Sechs-Punkte-Spiele
Als mir das erste und eigentlich auch einzige Mal das Herz gebrochen wurde, spielte Pearl Jam „Go“ und Alemannia verdammt viele Fehlpässe. Ich fand das damals nur konsequent. Was hätte sie auch sonst machen sollen? Allein aus Gründen der Wahrscheinlichkeit, wäre es schon seltsam gewesen, wenn Alemannia ausgerechnet in diesem Moment eine ähnlich gute Phase wie Eddie Vedder gehabt hätte. Stattdessen verschwanden Günther Delzepich und Johannes Kau genauso aus meinem Leben wie sie es tat. Sie war ein Sechs-Punkte-Spiel – eines von der Sorte, das Du besser nicht verlieren solltest. Ich verlor es trotzdem, nachdem ich eigentlich ganz gut angefangen hatte. Im Nachhinein weiß ich: Es war nicht zu gewinnen, weshalb ich auch nicht ganz sicher bin, ob sie wirklich ein Sechs-Punkte-Spiel war oder nicht doch eher der utopische Traum vom internationalen Geschäft, vom unerreichbaren Glamour des Santiago Bernabéu oder des Camp Nou. Wahrscheinlich eher das – denn nachdem sie mich verließ, zog sie weiter und ließ mich zurück – etwas, das Alemannia übrigens nie getan hat, egal in welcher schlechten Phase sie sich auch befand. Alemannia spielte immer stoisch in meiner Liga, was man ihr hoch anrechnen muss nach all den Jahren. Sie allerdings spielte drei Ligen zu hoch für mich. Ich betrank mich eine Zeit lang, was half.
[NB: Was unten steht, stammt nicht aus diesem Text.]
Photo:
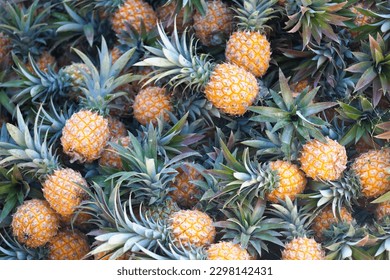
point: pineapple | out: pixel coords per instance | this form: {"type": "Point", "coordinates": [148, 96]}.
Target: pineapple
{"type": "Point", "coordinates": [133, 12]}
{"type": "Point", "coordinates": [186, 194]}
{"type": "Point", "coordinates": [323, 161]}
{"type": "Point", "coordinates": [34, 223]}
{"type": "Point", "coordinates": [382, 210]}
{"type": "Point", "coordinates": [226, 251]}
{"type": "Point", "coordinates": [110, 157]}
{"type": "Point", "coordinates": [228, 87]}
{"type": "Point", "coordinates": [248, 47]}
{"type": "Point", "coordinates": [216, 25]}
{"type": "Point", "coordinates": [326, 218]}
{"type": "Point", "coordinates": [62, 187]}
{"type": "Point", "coordinates": [192, 227]}
{"type": "Point", "coordinates": [45, 59]}
{"type": "Point", "coordinates": [294, 117]}
{"type": "Point", "coordinates": [300, 245]}
{"type": "Point", "coordinates": [370, 167]}
{"type": "Point", "coordinates": [291, 181]}
{"type": "Point", "coordinates": [151, 103]}
{"type": "Point", "coordinates": [68, 245]}
{"type": "Point", "coordinates": [86, 134]}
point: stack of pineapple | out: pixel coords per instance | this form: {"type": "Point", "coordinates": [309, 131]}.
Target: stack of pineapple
{"type": "Point", "coordinates": [205, 130]}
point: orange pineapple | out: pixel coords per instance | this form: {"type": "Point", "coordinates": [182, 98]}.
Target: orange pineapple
{"type": "Point", "coordinates": [382, 210]}
{"type": "Point", "coordinates": [323, 161]}
{"type": "Point", "coordinates": [63, 190]}
{"type": "Point", "coordinates": [68, 245]}
{"type": "Point", "coordinates": [150, 103]}
{"type": "Point", "coordinates": [216, 25]}
{"type": "Point", "coordinates": [192, 227]}
{"type": "Point", "coordinates": [248, 47]}
{"type": "Point", "coordinates": [134, 12]}
{"type": "Point", "coordinates": [226, 251]}
{"type": "Point", "coordinates": [35, 223]}
{"type": "Point", "coordinates": [370, 167]}
{"type": "Point", "coordinates": [326, 219]}
{"type": "Point", "coordinates": [230, 88]}
{"type": "Point", "coordinates": [291, 182]}
{"type": "Point", "coordinates": [186, 193]}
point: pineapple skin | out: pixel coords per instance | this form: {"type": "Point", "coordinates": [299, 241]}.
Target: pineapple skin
{"type": "Point", "coordinates": [35, 223]}
{"type": "Point", "coordinates": [303, 248]}
{"type": "Point", "coordinates": [68, 245]}
{"type": "Point", "coordinates": [63, 190]}
{"type": "Point", "coordinates": [132, 12]}
{"type": "Point", "coordinates": [227, 251]}
{"type": "Point", "coordinates": [323, 161]}
{"type": "Point", "coordinates": [371, 167]}
{"type": "Point", "coordinates": [231, 89]}
{"type": "Point", "coordinates": [85, 136]}
{"type": "Point", "coordinates": [249, 50]}
{"type": "Point", "coordinates": [192, 227]}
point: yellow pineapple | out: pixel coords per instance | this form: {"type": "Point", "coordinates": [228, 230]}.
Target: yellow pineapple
{"type": "Point", "coordinates": [133, 12]}
{"type": "Point", "coordinates": [63, 190]}
{"type": "Point", "coordinates": [86, 132]}
{"type": "Point", "coordinates": [326, 218]}
{"type": "Point", "coordinates": [248, 47]}
{"type": "Point", "coordinates": [323, 161]}
{"type": "Point", "coordinates": [150, 103]}
{"type": "Point", "coordinates": [291, 181]}
{"type": "Point", "coordinates": [370, 167]}
{"type": "Point", "coordinates": [303, 248]}
{"type": "Point", "coordinates": [68, 245]}
{"type": "Point", "coordinates": [35, 223]}
{"type": "Point", "coordinates": [226, 251]}
{"type": "Point", "coordinates": [186, 194]}
{"type": "Point", "coordinates": [110, 157]}
{"type": "Point", "coordinates": [230, 88]}
{"type": "Point", "coordinates": [299, 245]}
{"type": "Point", "coordinates": [192, 227]}
{"type": "Point", "coordinates": [216, 25]}
{"type": "Point", "coordinates": [84, 136]}
{"type": "Point", "coordinates": [382, 210]}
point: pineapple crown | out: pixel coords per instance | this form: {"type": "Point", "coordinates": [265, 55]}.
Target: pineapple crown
{"type": "Point", "coordinates": [178, 61]}
{"type": "Point", "coordinates": [346, 240]}
{"type": "Point", "coordinates": [296, 117]}
{"type": "Point", "coordinates": [341, 193]}
{"type": "Point", "coordinates": [101, 85]}
{"type": "Point", "coordinates": [28, 151]}
{"type": "Point", "coordinates": [295, 220]}
{"type": "Point", "coordinates": [246, 225]}
{"type": "Point", "coordinates": [253, 14]}
{"type": "Point", "coordinates": [37, 85]}
{"type": "Point", "coordinates": [373, 67]}
{"type": "Point", "coordinates": [145, 172]}
{"type": "Point", "coordinates": [315, 19]}
{"type": "Point", "coordinates": [27, 28]}
{"type": "Point", "coordinates": [83, 26]}
{"type": "Point", "coordinates": [244, 180]}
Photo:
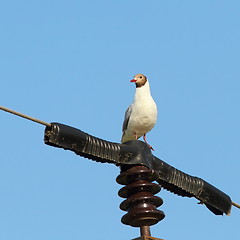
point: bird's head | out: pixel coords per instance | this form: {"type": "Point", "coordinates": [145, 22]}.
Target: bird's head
{"type": "Point", "coordinates": [139, 80]}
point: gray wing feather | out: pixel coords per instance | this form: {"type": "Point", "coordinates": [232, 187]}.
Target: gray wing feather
{"type": "Point", "coordinates": [127, 117]}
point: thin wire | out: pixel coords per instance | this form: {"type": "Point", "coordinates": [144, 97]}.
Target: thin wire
{"type": "Point", "coordinates": [25, 116]}
{"type": "Point", "coordinates": [235, 205]}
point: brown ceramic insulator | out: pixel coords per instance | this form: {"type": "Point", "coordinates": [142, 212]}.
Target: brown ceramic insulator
{"type": "Point", "coordinates": [141, 204]}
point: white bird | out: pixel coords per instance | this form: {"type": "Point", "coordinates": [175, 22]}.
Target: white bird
{"type": "Point", "coordinates": [141, 115]}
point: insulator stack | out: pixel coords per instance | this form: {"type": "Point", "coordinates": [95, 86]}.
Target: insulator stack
{"type": "Point", "coordinates": [141, 204]}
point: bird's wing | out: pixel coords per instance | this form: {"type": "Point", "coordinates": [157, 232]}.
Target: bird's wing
{"type": "Point", "coordinates": [126, 118]}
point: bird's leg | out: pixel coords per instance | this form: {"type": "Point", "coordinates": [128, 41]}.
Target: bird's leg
{"type": "Point", "coordinates": [145, 140]}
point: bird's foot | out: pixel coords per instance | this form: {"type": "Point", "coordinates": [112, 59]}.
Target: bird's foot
{"type": "Point", "coordinates": [145, 140]}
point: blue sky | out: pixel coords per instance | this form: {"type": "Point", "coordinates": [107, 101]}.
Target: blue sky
{"type": "Point", "coordinates": [71, 62]}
Seit damals habe ich tendenziell Angst vor Sechs-Punkte-Spielen, jenen Spielen, in denen Du viel zu gewinnen, aber noch viel mehr zu verlieren hast. Natürlich geht es in diesen Spielen letztlich auch nur um drei Punkte, aber rein emotional eben um deutlich mehr – um das Doppelte, wenn man es genau nimmt. Wobei, so einfach ist es auch wieder nicht. Denn der gewiefte Statistiker würde leicht genervt abwinken und darauf hinweisen, dass es im Grunde immer nur um drei Punkte geht – egal auf welchem Spielfeld. Und das ist ja auch nicht ganz falsch. Nur: Verlierst Du Sechs-Punkte-Spiel, verlierst Du gefühlt viel mehr als nur ein Spiel. Gewinnst Du sie, gibt es tatsächlich nur drei Punkte dafür. Klingt kompliziert? Ist es auch. Aber wenn es einfach wäre, könnte es ja jeder.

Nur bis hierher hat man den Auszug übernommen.